Three new Disability and Pregnancy resources are now available to support healthcare providers, administrators and pregnant patients with disabilities. Over the last year, the Provincial Council for Maternal and Child Health (PCMCH) engaged in a collaborative exercise with Dr. Hilary Brown, Dr. Yona Lunsky, Dr. Lesley Tarasoff and their team from the University of Toronto to develop evidence-based resources to support healthy pregnancies, birthing experiences and postpartum outcomes for people with disabilities. Each resource contains information about disparities people with disabilities can experience that impact access to healthcare and pregnancy outcomes. They also include recommendations for healthcare providers and administrators about how to address such disparities and provide advice for Ontario birthing parents with disabilities about how to access perinatal and postpartum care. 

“Our data show that one in eight pregnancies in Ontario are to people with a physical, sensory or developmental disability1," says Dr. Brown. “And yet, there are few pregnancy-related resources created with the needs of people with disabilities in mind."

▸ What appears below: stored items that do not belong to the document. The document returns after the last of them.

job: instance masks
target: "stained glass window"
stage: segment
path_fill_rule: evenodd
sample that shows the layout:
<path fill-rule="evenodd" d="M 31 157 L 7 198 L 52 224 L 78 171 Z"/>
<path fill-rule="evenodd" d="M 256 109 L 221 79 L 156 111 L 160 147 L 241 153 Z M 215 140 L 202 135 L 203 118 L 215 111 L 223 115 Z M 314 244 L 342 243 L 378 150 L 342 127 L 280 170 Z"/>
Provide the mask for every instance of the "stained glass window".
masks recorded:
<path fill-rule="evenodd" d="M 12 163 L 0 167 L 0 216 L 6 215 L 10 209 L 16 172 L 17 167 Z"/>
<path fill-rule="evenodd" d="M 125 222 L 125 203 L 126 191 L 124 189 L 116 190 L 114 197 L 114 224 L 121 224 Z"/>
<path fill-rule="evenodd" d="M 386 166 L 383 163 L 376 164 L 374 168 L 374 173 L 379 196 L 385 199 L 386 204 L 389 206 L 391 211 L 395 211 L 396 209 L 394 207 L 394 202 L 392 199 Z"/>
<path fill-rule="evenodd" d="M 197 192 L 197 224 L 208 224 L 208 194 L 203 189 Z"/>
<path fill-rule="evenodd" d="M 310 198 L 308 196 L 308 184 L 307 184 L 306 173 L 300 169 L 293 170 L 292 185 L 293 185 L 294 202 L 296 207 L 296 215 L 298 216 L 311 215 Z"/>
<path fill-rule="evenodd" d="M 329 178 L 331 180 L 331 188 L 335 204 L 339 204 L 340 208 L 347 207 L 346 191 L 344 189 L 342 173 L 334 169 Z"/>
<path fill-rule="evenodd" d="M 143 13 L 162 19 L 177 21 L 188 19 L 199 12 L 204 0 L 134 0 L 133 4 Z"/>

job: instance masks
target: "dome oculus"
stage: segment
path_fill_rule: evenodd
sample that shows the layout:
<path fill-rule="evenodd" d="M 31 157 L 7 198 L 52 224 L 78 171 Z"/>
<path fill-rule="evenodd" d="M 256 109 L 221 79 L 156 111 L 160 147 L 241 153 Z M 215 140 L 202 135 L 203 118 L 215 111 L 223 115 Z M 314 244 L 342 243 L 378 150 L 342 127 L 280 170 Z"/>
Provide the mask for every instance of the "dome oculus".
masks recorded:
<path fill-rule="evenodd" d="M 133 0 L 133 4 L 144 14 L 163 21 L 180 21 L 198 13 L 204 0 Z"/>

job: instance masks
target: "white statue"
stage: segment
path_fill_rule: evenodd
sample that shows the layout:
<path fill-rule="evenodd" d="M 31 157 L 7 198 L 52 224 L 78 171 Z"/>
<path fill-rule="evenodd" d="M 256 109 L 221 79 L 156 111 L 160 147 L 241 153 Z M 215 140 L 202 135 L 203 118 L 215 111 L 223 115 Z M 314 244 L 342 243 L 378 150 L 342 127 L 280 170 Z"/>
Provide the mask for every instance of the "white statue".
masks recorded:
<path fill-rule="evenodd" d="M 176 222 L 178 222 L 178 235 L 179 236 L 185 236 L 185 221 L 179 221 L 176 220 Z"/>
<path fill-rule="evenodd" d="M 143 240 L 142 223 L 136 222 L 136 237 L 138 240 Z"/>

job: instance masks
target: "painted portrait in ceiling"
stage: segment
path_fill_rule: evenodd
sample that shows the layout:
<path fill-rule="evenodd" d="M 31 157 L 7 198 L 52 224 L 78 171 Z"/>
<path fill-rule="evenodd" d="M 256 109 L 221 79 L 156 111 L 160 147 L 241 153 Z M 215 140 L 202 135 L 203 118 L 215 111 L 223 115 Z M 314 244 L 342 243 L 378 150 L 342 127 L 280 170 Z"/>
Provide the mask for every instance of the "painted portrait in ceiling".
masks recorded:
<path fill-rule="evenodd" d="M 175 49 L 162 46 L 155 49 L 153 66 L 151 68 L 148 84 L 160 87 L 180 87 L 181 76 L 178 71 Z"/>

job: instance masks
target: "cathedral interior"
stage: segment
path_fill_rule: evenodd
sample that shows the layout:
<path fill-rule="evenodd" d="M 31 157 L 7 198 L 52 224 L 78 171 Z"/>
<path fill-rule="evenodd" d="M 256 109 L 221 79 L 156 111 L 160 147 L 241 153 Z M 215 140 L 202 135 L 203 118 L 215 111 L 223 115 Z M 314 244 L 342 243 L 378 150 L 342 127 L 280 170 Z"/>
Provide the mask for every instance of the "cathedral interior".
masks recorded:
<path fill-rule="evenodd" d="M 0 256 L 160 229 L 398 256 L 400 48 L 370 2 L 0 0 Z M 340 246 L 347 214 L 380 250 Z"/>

​Most people with disabilities have healthy pregnancies; however, compared to people without disabilities, they have slightly elevated risks of complications like gestational diabetes or hypertension2, or rarer but significant complications like hemorrhage3, that could be preventable through tailored pregnancy care. In addition, people with disabilities experience higher rates of physical violence and housing and food instability. According to Dr. Brown, there is also a lack of education around disability available to obstetrical care providers. “Many providers we talked to noted that they never received any formal training related to disability," says Brown. “Any knowledge they had was due to their own efforts."

At the same time, people with disabilities reported frustration in navigating the obstetrical care system. To ensure the resources met patient needs, people with lived experience of disability and pregnancy participated in the research and co-developed the resources. The views of patient participants and/or the disability community are incorporated within the documents, as well. “There is community-specific knowledge, history and perspectives that are critical to informing research," says Laurie Proulx, a co-researcher and co-author of the resources, and a parent living with a disability. “Often “ableism" dominates our societal culture, and this bias can affect how research is disseminated and used in clinical practice."

Proulx describes herself as a disabled mom of two children.* The lack of balanced information she received negatively impacted her confidence. “Well before I was considering pregnancy, a physician told me I would need a strong partner if I wanted to have children," she explains. “Further experiences emphasized the complications and risks that could happen to me and the baby. It made me doubt my ability to be a parent. While I am a strong supporter of self-advocacy, healthcare providers also need to listen and acknowledge the perspectives of disabled people."   

Study participants who reported positive pregnancy experiences often said it started with care providers' questions. “We heard from participants, and from our advisory committee, that people with disabilities are experts in their own care, so ask them what works for them," Brown says. “We heard many stories of providers making assumptions about the participants' disabilities and what they might need. Although providers need to ensure that required accommodations are in place, positive pregnancy experiences often started with providers asking specific questions about patients' disability-related and other needs, with care plans taking a patient-centred approach."

The PCMCH/University of Toronto Disability and Pregnancy resources for healthcare providers, administrators and pregnant patients are available in English, French and plain language versions.

​*Note: The resources use “people with disabilities" and “disabled people" interchangeably to acknowledge the different ways in which people choose to describe themselves in relation to their disability.

 

References

1. Brown HK, Chen S, Guttmann A, et al. Rates of recognized pregnancy in women with disabilities in Ontario, Canada. Am J Obstet Gynecol 2020;222(2):189-92.

2. Tarasoff LA, Salaeva D, Ravindran S, Malik H, Brown HK. Maternal disability and risk for pregnancy, delivery, and postpartum complications: A systematic review and meta-analysis. Am J Obstet Gynecol 2020;222(1):27-40.

3. Brown HK, Ray J, Chen S, et al. Association of pre-existing disability with severe maternal morbidity or maternal mortality in Ontario, Canada. JAMA Netw Open 2021;4(2):e2034993.